The revelation came after he was questioned by Maine Senator Susan Collins regarding the reason he kept memos about his various meetings with Trump. She asked him if he ever showed the memos to anyone outside the Department of Justice, to which Comey answered, “Yes.”
The former FBI director said that he “woke up in the middle of the night” May 15 because “it didn’t dawn on (him) originally that there might be corroboration of (their) conversation, there might be a tape.”
Comey said that he thought the best path going forward was getting the contents of the memo out to the public. He said that he asked a close friend to share the contents of the memo with a reporter, thought to be working for New York Times. Comey added that he opted to do so because he thought it’d push special counsel to be appointed to the FBI’s ongoing investigation of the Trump campaign, which it ended up doing.

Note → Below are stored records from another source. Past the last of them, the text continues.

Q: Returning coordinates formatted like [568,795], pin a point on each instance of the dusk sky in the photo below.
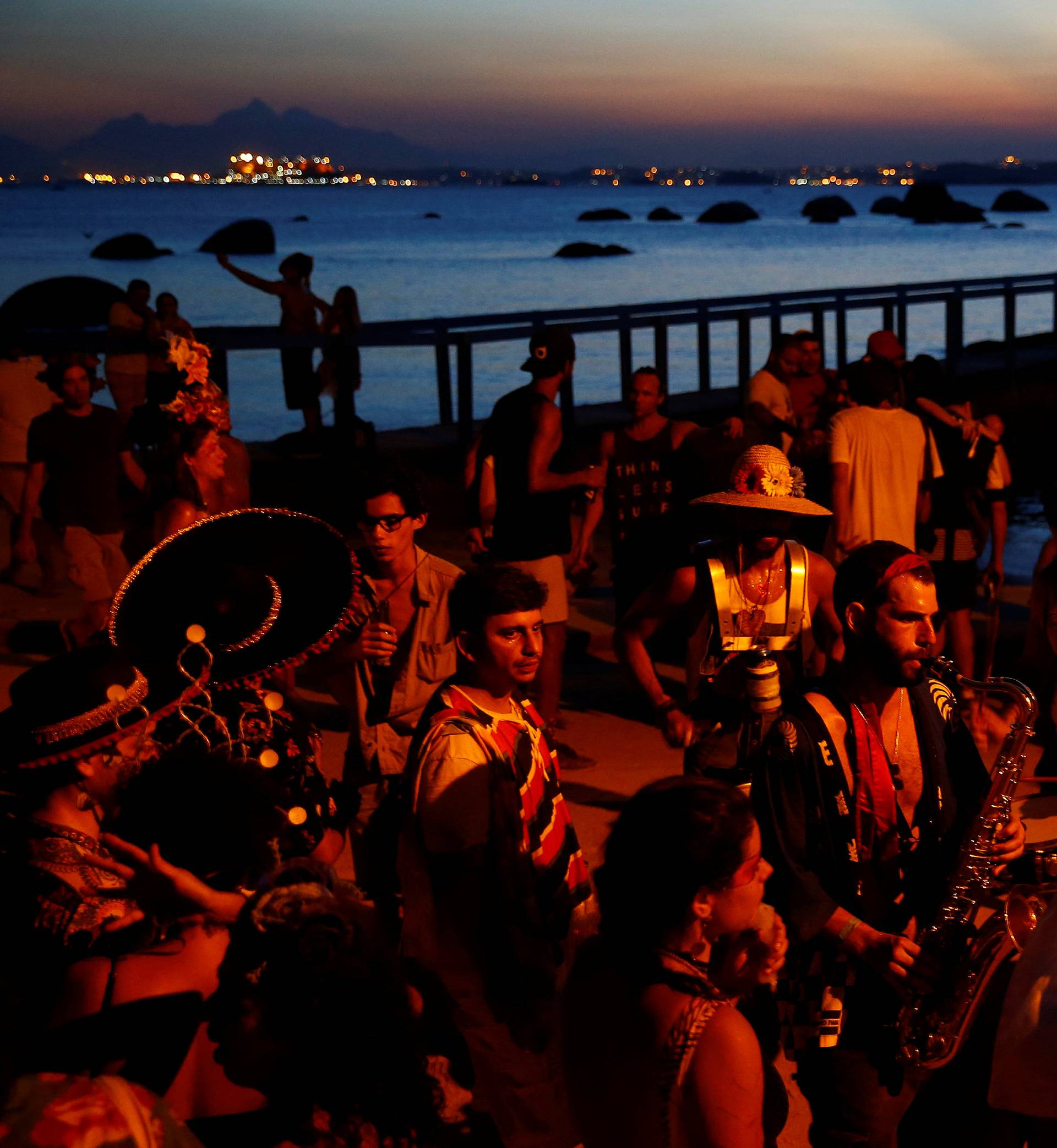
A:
[595,81]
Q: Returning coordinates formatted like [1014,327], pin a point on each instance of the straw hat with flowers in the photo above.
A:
[763,479]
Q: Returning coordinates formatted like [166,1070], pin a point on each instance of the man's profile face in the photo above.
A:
[509,649]
[645,396]
[76,386]
[899,634]
[788,363]
[389,510]
[810,357]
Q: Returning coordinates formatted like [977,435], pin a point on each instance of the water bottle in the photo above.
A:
[763,687]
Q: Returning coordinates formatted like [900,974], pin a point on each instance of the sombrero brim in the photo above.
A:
[23,752]
[778,504]
[200,576]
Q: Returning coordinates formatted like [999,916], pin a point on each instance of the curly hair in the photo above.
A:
[672,838]
[489,591]
[308,952]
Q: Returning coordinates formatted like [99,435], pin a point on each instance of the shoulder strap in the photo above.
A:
[797,606]
[832,720]
[722,594]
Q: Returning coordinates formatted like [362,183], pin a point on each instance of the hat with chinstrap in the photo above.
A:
[81,703]
[252,591]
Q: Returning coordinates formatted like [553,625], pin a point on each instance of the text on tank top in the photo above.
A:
[639,485]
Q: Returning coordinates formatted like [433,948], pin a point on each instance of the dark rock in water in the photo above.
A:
[728,212]
[247,237]
[68,302]
[933,204]
[602,215]
[131,246]
[1015,200]
[590,250]
[836,206]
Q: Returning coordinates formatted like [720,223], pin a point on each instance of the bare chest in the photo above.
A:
[901,744]
[397,606]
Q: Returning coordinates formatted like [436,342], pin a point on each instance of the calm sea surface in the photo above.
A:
[492,250]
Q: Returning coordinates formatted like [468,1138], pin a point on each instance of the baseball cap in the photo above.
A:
[549,349]
[885,345]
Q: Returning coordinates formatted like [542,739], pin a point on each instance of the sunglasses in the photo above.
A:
[389,523]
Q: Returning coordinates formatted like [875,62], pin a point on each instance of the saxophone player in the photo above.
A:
[864,796]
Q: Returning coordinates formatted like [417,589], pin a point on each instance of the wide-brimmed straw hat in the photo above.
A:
[259,589]
[763,479]
[81,703]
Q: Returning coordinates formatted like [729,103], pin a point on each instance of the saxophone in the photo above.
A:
[933,1022]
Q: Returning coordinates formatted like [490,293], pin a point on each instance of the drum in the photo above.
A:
[1039,813]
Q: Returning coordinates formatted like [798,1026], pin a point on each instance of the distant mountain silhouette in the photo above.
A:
[134,144]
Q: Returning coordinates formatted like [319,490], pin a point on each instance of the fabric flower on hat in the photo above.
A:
[201,401]
[775,480]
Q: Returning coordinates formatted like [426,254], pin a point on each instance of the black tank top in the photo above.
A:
[526,525]
[640,491]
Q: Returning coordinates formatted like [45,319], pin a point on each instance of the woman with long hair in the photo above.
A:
[339,371]
[657,1053]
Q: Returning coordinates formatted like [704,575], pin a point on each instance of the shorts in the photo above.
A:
[13,485]
[98,564]
[549,571]
[300,382]
[956,584]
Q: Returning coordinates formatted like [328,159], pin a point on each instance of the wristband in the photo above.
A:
[849,928]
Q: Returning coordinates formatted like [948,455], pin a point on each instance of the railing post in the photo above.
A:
[955,327]
[444,377]
[466,390]
[841,333]
[818,327]
[776,324]
[625,354]
[661,352]
[219,368]
[705,351]
[745,349]
[1010,308]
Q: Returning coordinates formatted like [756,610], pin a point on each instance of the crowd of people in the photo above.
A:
[183,965]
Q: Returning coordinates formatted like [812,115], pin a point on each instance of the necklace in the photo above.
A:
[748,626]
[894,757]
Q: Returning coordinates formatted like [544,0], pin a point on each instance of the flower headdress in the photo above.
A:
[199,398]
[763,479]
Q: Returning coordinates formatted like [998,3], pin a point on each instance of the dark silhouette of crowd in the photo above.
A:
[183,963]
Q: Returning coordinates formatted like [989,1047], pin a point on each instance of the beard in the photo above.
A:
[891,666]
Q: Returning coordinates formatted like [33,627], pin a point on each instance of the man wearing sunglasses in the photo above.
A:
[391,665]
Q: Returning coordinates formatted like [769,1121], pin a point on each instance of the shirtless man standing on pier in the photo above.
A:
[299,305]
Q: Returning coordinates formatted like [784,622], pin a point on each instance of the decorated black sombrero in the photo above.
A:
[258,589]
[81,703]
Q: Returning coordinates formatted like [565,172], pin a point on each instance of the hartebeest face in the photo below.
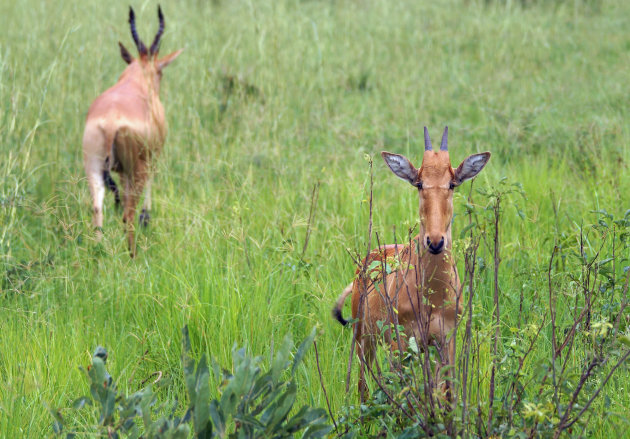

Watch a video of Comey saying the process he went through below:
While Comey stopped short of revealing the identification of his “friend,” he said that he’s a professor at Columbia University.
That man was Daniel C. Richman, who’s been a longtime friend of Comeys and is a law professor at Columbia. Richman confirmed to The Washington Post that it was him who shared information about the meeting with the media, but declined to comment further.
The memo in question was spoken about in a New York Times article May 16, one day after Comey said he woke up in the middle of the night.
The memo allegedly said that Trump asked Comey in a meeting to “shut down” the federal investigation of former National Security Adviser Michael T. Flynn.
During the meeting, which took place in February inside of the Oval Office, Comey said that Trump told him “I hope you can let this go,” in regard to the investigation.